J'y viendrais toutes les nuits, pour rêver ton sourire, caresser ton souvenir.
Sur un hêtre centenaire, elle sera assemblée, comme nous l'avions décidé.
Il y aurait des fenêtres, pour m'éclairer de ton charme, et m'imprégner de ton âme,
Une jolie porte d'entrée, pour te laisser entrer, pour t'inviter à rester,
Des étagères sur les murs, pour y mettre tes poupées, et me rappeler tes pensées,
Une cage sans oiseau, dehors ils sont plus beaux, dis, tu les vois de la haut???
Au milieu d'une prairie, un jeune hêtre est planté, tu peux venir le hanté.
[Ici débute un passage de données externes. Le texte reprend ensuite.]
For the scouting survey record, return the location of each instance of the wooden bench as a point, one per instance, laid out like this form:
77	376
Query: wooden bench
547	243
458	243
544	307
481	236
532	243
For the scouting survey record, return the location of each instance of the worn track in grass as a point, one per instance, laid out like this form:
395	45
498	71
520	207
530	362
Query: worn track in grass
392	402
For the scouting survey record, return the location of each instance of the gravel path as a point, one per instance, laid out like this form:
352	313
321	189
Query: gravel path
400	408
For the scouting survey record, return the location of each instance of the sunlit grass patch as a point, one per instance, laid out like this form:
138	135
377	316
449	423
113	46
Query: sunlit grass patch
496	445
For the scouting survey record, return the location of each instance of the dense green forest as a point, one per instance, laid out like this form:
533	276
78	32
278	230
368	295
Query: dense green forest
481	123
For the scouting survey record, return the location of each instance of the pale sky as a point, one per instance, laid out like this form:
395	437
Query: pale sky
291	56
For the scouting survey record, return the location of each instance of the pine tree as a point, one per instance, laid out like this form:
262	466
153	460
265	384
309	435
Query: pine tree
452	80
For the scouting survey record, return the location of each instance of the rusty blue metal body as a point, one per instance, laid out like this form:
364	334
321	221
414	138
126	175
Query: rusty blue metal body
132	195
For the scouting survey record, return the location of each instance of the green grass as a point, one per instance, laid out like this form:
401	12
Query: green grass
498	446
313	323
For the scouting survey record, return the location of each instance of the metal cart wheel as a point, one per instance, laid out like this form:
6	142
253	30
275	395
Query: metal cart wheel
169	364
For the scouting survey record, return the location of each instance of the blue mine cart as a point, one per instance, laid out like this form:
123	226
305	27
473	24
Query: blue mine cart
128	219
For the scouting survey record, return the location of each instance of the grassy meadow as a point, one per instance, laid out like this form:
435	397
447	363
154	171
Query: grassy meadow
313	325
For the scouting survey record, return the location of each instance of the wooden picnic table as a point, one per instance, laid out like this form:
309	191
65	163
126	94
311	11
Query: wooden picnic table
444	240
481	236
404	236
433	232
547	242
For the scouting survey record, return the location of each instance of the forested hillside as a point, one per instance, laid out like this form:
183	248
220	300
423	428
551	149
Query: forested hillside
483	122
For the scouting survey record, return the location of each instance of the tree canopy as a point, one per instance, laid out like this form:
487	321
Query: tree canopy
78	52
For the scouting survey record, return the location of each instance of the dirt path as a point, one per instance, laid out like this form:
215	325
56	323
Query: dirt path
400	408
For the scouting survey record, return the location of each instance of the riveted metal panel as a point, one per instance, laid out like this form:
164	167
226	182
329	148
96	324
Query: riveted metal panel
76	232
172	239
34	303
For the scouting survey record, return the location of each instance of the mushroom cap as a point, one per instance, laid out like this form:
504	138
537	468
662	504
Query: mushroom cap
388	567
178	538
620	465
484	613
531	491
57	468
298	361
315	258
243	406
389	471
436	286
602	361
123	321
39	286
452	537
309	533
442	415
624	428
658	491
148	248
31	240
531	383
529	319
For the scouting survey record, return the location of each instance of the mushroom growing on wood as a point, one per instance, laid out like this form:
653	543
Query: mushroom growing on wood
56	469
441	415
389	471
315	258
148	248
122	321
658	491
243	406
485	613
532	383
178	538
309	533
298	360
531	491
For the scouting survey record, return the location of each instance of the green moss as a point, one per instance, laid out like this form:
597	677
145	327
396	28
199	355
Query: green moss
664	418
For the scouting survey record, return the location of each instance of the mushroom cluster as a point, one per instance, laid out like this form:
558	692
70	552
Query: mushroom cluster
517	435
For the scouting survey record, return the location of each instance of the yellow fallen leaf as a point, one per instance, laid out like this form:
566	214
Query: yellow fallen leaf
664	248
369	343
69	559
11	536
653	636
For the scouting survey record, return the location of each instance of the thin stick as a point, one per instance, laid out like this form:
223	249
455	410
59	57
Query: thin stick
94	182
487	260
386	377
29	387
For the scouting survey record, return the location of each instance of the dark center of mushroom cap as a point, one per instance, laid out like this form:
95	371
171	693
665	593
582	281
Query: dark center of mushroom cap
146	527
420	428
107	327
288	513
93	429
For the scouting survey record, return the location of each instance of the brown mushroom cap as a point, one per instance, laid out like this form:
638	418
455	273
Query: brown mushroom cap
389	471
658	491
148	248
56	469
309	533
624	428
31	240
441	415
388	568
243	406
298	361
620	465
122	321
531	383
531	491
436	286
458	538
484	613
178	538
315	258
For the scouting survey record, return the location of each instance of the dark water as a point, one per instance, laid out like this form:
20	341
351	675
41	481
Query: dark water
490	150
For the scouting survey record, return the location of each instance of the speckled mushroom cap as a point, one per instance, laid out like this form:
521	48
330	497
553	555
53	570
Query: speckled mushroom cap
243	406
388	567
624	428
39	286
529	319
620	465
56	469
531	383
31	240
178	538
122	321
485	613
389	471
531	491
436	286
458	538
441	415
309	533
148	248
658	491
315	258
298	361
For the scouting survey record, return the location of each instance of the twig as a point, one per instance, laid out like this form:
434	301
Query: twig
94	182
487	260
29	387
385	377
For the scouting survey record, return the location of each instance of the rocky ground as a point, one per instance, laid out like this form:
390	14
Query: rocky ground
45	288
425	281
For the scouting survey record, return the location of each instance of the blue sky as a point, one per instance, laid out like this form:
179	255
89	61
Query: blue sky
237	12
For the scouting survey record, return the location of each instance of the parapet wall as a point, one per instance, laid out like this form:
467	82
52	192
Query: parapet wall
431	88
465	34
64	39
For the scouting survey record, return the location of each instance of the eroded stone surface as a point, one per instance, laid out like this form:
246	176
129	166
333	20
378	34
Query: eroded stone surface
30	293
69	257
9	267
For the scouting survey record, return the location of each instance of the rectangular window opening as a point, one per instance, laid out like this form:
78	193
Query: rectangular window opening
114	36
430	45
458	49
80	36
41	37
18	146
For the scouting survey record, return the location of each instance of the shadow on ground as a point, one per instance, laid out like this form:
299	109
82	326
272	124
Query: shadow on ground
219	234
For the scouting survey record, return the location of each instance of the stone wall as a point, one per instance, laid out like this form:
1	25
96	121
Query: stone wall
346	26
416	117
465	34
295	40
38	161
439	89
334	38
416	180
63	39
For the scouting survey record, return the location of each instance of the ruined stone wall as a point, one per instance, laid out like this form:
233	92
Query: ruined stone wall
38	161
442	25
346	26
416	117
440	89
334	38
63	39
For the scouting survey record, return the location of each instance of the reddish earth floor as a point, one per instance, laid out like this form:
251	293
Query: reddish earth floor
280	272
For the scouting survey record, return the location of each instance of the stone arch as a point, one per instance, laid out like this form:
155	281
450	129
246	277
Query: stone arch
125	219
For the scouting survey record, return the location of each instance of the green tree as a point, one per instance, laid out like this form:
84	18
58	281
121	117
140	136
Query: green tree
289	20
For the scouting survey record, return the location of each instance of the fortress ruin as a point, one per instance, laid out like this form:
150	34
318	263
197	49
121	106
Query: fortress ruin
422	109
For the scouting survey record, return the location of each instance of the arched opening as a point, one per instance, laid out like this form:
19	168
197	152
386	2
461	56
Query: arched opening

Mais jamais de mon vivant, je ne le verrai centenaire, je ne t'y verrais renaître.
J'ai construis cette cabane, dans un coin de ma tête, au fin-fond de mon être,
Où des larmes éternelles, coulent sur nos souvenirs, inondant ton sourire.
J'ai déposé sous ses racines, les plans de notre demeure, et la clée de notre bonheur,
Désormais impossible, la vie est inhumaine, la vie est une chienne.
Il me reste nos rêves, je te laisse t'envoler, cours, tu vas y arriver.
Je ne me retourne pas, je dois sortir du noir, où tu ne pourrais me voir.